Increased Use in Corporate Criminal Cases
This provision is now rarely used in criminal cases involving individual defendant(s) but is now more frequently being used in corporate crime cases involving fraud and wrongdoing.
In September 2014, June Rhee, co-editor of the Harvard Law School Forum on Corporate Governance and Financial Regulation, posted a piece on the HLS website that said “the increasing use of Non- and Deferred Prosecution Agreements (N/DPAs) has enabled federal prosecutors to incrementally expand their traditional role, exemplifying a shift in prosecutorial culture from an ex post focus on punishment to an ex ante emphasis on compliance. N/DPAs are contractual agreements between the government and corporate entities that allow the government to impose sanctions against the respective entity and set up institutional changes in exchange for the government’s agreement to forego further investigation and corporate criminal indictment. N/DPAs enable corporations to resolve allegations of corporate criminal conduct, strengthen corporate compliance mechanisms to prevent corporate wrongdoing in the future, and mitigate the risks that collateral consequences of a conviction can bring companies, their shareholders, employees, and the economy.”
But, in reality, these hallowed objectives are seldom met.
General Motors Strikes Deferred Prosecution Agreement in Ignition Switch Case
Last September the U.S. Justice Department announced a $900 million DPA with General Motors which was accused of concealing information about a safety defect in its vehicles that led to more than 124 deaths worldwide. U.S. District Court Judge Emmet Sullivan was outraged by the agreement, calling it “a shocking example of potentially culpable individuals not being criminally charged.”
In a sharply worded opinion, Judge Sullivan, who has been frequent critic of the Justice Department’s “soft on corporate crime” approach, said: “Despite the fact that the reprehensible conduct of its employees resulted in the deaths of many people, the agreement merely ‘imposes on GM an independent monitor to review and assess policies, practices, and procedures relating to GM’s safety-related public statements, sharing of engineering data, and recall processes’ plus the payment of a $900 million fine.”

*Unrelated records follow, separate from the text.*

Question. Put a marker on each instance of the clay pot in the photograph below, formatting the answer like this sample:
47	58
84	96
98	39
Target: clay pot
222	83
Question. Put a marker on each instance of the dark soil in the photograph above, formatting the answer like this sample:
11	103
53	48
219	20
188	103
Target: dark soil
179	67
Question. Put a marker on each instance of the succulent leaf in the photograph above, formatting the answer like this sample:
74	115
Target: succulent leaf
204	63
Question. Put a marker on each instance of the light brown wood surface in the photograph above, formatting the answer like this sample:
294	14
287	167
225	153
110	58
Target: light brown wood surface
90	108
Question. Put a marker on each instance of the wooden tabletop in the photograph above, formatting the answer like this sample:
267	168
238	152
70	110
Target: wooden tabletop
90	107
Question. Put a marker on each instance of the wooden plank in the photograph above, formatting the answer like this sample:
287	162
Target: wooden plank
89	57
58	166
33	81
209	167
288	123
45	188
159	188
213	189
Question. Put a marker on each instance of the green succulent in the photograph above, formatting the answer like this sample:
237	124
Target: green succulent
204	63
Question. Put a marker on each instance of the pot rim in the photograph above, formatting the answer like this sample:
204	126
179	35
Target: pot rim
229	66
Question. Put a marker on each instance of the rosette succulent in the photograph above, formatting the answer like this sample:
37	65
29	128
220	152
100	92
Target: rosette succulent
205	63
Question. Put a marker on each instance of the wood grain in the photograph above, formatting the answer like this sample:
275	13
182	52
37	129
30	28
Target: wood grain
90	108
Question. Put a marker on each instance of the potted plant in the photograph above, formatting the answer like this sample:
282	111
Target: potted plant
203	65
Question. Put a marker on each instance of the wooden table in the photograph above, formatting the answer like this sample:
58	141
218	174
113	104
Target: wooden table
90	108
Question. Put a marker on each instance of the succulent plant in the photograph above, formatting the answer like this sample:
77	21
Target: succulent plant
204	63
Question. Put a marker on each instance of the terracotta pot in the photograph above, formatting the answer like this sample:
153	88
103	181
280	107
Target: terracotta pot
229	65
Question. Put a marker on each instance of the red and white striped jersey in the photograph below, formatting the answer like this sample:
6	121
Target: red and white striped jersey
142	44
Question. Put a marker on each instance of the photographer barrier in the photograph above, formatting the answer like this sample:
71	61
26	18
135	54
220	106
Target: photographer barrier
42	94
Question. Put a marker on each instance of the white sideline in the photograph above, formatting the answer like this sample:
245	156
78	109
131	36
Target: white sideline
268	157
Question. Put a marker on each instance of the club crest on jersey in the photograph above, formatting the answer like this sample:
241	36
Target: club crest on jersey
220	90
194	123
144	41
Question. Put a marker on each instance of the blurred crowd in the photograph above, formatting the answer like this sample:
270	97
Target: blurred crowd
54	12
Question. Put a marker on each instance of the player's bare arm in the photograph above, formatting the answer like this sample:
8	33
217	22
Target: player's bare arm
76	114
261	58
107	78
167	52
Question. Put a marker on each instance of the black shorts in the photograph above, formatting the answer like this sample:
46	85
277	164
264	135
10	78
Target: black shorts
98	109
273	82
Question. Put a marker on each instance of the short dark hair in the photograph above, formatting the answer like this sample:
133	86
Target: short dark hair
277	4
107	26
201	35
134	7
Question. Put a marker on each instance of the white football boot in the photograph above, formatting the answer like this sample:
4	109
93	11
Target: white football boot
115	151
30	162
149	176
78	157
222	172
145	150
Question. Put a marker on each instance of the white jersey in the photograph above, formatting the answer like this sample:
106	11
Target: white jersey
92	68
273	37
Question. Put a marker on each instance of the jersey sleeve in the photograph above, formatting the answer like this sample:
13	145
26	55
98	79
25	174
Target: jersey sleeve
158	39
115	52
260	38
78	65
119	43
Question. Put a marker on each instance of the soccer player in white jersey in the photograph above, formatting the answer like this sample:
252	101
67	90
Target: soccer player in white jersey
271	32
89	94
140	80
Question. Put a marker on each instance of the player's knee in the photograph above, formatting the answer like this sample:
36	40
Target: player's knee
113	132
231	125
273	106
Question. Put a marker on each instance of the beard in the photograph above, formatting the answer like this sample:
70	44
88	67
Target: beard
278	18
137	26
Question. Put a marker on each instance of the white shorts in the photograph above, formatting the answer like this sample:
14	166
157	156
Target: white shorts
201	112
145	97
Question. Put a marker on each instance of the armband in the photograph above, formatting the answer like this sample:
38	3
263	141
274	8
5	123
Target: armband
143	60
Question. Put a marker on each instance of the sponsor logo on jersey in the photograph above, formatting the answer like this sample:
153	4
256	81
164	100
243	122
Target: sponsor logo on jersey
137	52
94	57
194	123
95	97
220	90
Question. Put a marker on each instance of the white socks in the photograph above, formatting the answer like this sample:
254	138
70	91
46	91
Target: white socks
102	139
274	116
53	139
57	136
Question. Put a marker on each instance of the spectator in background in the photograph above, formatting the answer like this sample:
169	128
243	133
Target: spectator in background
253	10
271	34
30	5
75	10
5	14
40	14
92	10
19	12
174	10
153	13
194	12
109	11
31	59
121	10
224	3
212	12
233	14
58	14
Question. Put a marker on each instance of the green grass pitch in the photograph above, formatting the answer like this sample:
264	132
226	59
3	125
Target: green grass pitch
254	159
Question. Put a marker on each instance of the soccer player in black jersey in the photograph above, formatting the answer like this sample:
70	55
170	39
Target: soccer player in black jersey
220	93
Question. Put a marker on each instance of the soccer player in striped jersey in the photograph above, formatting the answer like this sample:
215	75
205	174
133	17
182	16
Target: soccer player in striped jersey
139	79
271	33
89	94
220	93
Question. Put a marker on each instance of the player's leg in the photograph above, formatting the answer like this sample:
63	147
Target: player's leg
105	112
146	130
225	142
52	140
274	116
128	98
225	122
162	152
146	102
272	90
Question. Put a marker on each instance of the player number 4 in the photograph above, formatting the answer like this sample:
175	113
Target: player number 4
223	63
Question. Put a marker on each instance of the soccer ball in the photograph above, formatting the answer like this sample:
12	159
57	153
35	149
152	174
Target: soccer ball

Recent proclamations by Deputy U.S. Attorney General Sally Yates that the Justice Department will be cracking down on corporate crime notwithstanding, prosecution of corporate crime in this country by the DOJ has declined by 29 percent over the past decade. This decrease can be attributed to the significant increase in the DOJ’s use of DPAs and NPAs..
In an April 5, 2016 opinion, the D.C. Court of Appeals said that DPAs/NPAs exist to “afford a middle-ground option to the prosecution when, for example, it believes that a criminal conviction may be difficult to obtain or may result in unwanted collateral consequences for a defendant or third parties, but also believes that the defendant should not evade accountability altogether. Both DPAs and NPAs generally include an admitted statement of facts, require adherence to ‘conditions designed … to promote compliance with applicable law and to prevent recidivism,’ and remain in effect for a period of one to three years. While prosecutors at one time seldom relied upon NPAs and DPAs, their use has grown significantly in recent years.”
DOJ Should Make Use of Deferred Prosecutions in Individual Cases
Certainly if the Justice Department can reach a DPA with GM, in a case where dozens of individuals were killed, it should employ the same pretrial diversion method with thousands of non-violent offenders sent to federal prisons each year having never hurt anyone.
There seems to be a groundswell of bipartisan support for sentencing reform in this country today. We don’t need a new law for DPAs or NPAs. These agreements exist to be used in criminal cases—and the Justice Department should be as willing to use them in non-violent run-of-the-mill criminal cases as it does in corporate crime cases.